Researchers have confirmed that there are several effective methods for decontaminating the N95 masks worn by health professionals so that they can be used more than once, the National Institutes of Health announced Wednesday.
A substantial body of research already showed that the masks, designed for one-time use, can be reused in a crisis. And the Centers for Disease Control and Prevention in March authorized reuse because of shortages driven by the Covid-19 pandemic. In recent weeks the Food and Drug Administration has issued emergency approvals for several systems of mask decontamination.
None of these rules or methods are intended for the cloth masks recommended or in some locations required for use by everyone in public. The C.D.C. advises regular washing of homemade fabric masks in a washing machine.
Earlier research had not, of course, involved the new coronavirus. The new research, done at the Rocky Mountain Laboratories of the National Institute of Allergy and Infectious Diseases and used live novel coronavirus, formally known as SARS-CoV-2, to test the mask material. The study determined which decontamination procedures were most effective, and how they affected the integrity of the masks.
Vincent Munster, one of the authors of the new work, who collaborated with other government researchers and scientists at the University of California, Los Angeles, said the work built on more than a decade of studies of decontamination. “We showed that it actually works as well for SARS-CoV-2 as for influenza,” and for bacteria, he said.
The research was posted on MedRxiv, a website where scientists have been posting articles submitted for publication elsewhere that have not yet been through peer review. But N.I.H. publicized the study because it could be helpful to health care professionals in the midst of a crisis, and it was validating and extending previous work, not suggesting untried methods.

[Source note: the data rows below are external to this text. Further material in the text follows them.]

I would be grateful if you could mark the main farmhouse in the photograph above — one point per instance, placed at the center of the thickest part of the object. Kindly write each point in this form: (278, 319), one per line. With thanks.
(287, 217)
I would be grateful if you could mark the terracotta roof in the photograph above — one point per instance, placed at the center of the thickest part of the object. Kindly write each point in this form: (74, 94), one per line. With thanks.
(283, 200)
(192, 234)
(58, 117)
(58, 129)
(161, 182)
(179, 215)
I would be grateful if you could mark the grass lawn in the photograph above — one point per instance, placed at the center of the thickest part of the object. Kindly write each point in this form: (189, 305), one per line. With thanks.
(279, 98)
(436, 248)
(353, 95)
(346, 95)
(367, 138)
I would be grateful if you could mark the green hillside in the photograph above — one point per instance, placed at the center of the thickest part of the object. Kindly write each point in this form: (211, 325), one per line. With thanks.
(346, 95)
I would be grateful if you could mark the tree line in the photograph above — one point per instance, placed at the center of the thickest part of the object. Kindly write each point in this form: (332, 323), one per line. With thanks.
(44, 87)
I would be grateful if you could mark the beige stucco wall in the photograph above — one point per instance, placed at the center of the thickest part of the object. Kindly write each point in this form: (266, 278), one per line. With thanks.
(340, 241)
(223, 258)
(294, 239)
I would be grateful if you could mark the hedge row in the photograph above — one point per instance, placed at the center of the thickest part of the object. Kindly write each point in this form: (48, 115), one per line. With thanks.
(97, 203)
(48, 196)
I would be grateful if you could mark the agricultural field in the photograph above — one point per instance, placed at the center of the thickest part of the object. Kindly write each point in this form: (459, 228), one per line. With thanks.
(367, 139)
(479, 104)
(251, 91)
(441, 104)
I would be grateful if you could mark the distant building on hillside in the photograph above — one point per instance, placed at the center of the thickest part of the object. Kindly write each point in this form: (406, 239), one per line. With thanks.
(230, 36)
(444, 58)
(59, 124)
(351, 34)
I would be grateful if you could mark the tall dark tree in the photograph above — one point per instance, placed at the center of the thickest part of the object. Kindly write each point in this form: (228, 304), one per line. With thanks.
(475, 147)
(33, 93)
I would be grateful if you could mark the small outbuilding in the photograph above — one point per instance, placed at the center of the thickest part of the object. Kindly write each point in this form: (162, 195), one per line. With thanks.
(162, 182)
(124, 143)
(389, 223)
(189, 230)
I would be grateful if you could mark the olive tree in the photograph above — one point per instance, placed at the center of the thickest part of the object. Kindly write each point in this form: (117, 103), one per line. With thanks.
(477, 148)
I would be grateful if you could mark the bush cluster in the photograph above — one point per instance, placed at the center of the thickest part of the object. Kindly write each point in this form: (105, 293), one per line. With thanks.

Dr. Munster and his colleagues tested four methods of killing the virus: UV light, dry heat, vaporized hydrogen peroxide (VHP) and ethyl alcohol. Of those methods, they did not recommend ethyl alcohol because although it killed the virus, it degraded the mask material.
The researchers first tested samples of N95 material to which live virus had been applied. That work was done in a biosecure lab. After treatment, they cultured virus particles from the material to see if the shielding remained effective in limiting transmission.
Then they tested the same methods on whole masks without the virus to determine whether their structure and functioning were damaged after rounds of decontamination.
Dr. Munster said that even if decontamination worked perfectly, but the mask no longer fit “then obviously your mask is not really good for reuse anymore.”
Vaporized hydrogen peroxide, a method often available in large hospitals, was effective, and left the masks still functioning for at least three rounds of decontamination, as did UV light.
Dry heat, at 70 degrees Celsius or 158 degrees Fahrenheit, was effective, but the masks withstood only two rounds of decontamination. Dr. Munster said that “vaporized hydrogen peroxide would be the method of choice if that’s available.” However, he said, a nursing home might not have that, while for dry heat, what’s needed is basically an oven.
Dr. Lynn Goldman, dean of George Washington University’s Milken Institute School of Public Health, said in an email that she thought the new research was an “excellent contribution.” She said it was “helpful to see that either VHP or UV can effectively sterilize N95 masks and make them available for reuse up to three times.”
Another recent study from Canadian researchers, also not yet peer reviewed, confirmed the value of decontamination. It included masks of different brands and found that the material of the mask was still effective after 10 rounds of vaporized hydrogen peroxide decontamination.
One of the authors of that paper, Dr. Anand Kumar at the University of Manitoba, said that his procedure was slightly different from Dr. Munster’s in that it did not test the structure and facial fit of the mask, only the filtering ability of the material.
The recommendations and findings in the two papers are intended to be useful for institutions that have health care workers wearing N95 masks. With personal protective equipment in short supply at many overwhelmed hospitals, some front-line workers, including doctors and nurses, have complained that masks were rationed.
The public has been advised not to use or try to buy N95 masks because they would be depriving health care workers of lifesaving equipment.
“And if they do, they shouldn’t try decontaminating them,” Dr. Kumar said.